The physicists approached us in 2014 to ask if we needed any help. We did not even imagine then that this collaboration would produce such results".


The effect of new solutions


180102 microin 12"A surgeon needs five-fold less time to remove a foreign body with this new instrument than with a conventional counterpart. This is first. Second is the proportion between the number of foreign bodies removed from and retained in the wound. This proportion is 30 per cent and 70 percent with conventional technologies, while with magnetic instruments it reverses to 70 percent and 30 percent respectively. Is this 40-percent difference much or not? With the help of these instruments, it is possible to successfully remove ferromagnetic fragments of mines, grenades, shells and bullets. Ferromagnetic fragments usually amount to some 80 percent of all the fragments in the wound. The other, non-magnetic fragments are removed using the main instrument, which [like its magnet-based counterpart] has been produced and registered as invention, and already proved its suitability.


Our methods/techniques and this instrument help surgeries become less invasive as they involve much smaller incisions, in full conformity to the minimally invasive surgery concept that means less operative trauma, other complications and adverse effects than a traditional open surgery. These have additional benefits in terms of sooner wound healing, shorter hospital stay, and a faster recovery time, allowing soldiers to quickly return to service.


Using our methods/techniques and the new instruments results in the number of post-surgery complications reduced by an order of magnitude compared to conventional surgery. This is true and proven by our statistics. We have registered 26 inventions and published about 80 scientific reports on these new methods and techniques over the past three years”, Mr Nehoduiko said.


Marvel instruments


Microin has developed two sets of magnetic surgical instruments.

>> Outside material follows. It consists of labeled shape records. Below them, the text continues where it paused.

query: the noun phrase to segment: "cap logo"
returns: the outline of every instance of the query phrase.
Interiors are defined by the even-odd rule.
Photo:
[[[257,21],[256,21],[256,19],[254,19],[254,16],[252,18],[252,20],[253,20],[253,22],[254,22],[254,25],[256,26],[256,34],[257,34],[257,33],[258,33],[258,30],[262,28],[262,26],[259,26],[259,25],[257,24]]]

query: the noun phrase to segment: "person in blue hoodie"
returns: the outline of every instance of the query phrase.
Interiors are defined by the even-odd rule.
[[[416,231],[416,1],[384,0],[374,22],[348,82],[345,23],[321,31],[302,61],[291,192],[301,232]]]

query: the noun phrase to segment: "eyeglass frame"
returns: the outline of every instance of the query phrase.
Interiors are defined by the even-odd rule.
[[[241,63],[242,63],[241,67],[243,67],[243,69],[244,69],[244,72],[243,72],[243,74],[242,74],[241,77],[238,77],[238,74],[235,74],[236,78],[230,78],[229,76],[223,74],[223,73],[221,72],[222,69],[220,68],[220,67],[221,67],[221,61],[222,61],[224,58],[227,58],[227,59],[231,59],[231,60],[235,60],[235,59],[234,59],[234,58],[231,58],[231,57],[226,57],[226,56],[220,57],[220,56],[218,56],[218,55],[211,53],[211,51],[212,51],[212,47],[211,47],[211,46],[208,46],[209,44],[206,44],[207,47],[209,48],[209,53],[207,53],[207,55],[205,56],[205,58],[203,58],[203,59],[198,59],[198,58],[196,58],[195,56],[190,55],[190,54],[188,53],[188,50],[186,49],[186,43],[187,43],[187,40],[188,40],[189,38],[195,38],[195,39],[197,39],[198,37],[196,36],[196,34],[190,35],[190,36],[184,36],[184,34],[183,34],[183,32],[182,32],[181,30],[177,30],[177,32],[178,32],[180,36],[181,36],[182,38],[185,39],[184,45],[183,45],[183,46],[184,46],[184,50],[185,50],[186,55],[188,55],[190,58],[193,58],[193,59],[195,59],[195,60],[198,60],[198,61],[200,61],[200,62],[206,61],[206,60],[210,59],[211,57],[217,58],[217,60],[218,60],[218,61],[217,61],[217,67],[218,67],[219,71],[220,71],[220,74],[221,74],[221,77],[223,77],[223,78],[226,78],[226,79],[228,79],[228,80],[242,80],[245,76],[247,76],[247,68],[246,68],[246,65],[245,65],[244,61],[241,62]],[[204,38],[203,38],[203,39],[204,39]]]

The smaller set is intended for expert surgical use in hospitals, especially mobile field hospitals.180102 microin 11 Deliveries to forces in the field began in 2015. All military hospitals in Ukraine (including inter alia the Kyiv Central Military Hospital and military hospitals in Kharkiv, Zhytomyr, Vinnytsia and Odesa) are now fully provided with smaller sets of Microin’s magnetic surgical instruments.


The expanded set of instruments, named “Magnetic Surgical Instruments Set (Large)", is tailored for specialized surgical procedures. A single pre-prototype set of instruments has been produced so far and delivered to the Northern Region’s Military Medical Center, Kharkiv. This pre-prototype unit was displayed at Arms & Security’2017 show in Kyiv.


Volodymyr Nehoduiko elaborates: "The small and expanded sets of instruments are both designed to identify and remove ferromagnetic metal foreign bodies from soft tissue wounds. Multifunctional instruments from the sets later began to be used for the removal of foreign bodies also from the chest/heart, and abdomen wounds. The smaller set would be useful in 80% of cases. We use the expanded set if foreign bodies cannot be removed with instruments from the smaller set.


The expanded set is comprised of a magnet-based instrument, an instrument for the removal of non-magnetic foreign bodies, and titanium clips allowing simultaneous use of magnetic and nonmagnetic instruments. Titanium doesn’t "stick" to magnetic instruments, allowing easy manipulations in the affected region. It is as important as it is expensive. One titanium clip, for example, carries a price tag of USD300.


The instruments were modified and redesigned to suit our needs. We even have an instrument tailored for one single patient. An engineer was allowed only one week to develop and make an instrument that we used to quickly remove a foreign body from the man’s foot joint.


Development work on new instruments is continuing. So in the future, the expanded set might have a changed composition”.


UDR note:

Typical types of injuries suffered by Ukrainian soldiers deployed in the Donbas conflict area are changing with the changing nature of the operations being conducted. While shrapnel injuries prevailed at the initial stage of the conflict, amounting to 60-70 percent of all the injuries suffered, mine blast injuries tend to dominate the statistics in the past 12-month period. The rate of bullet injuries has remained almost unchanged at 15 percent.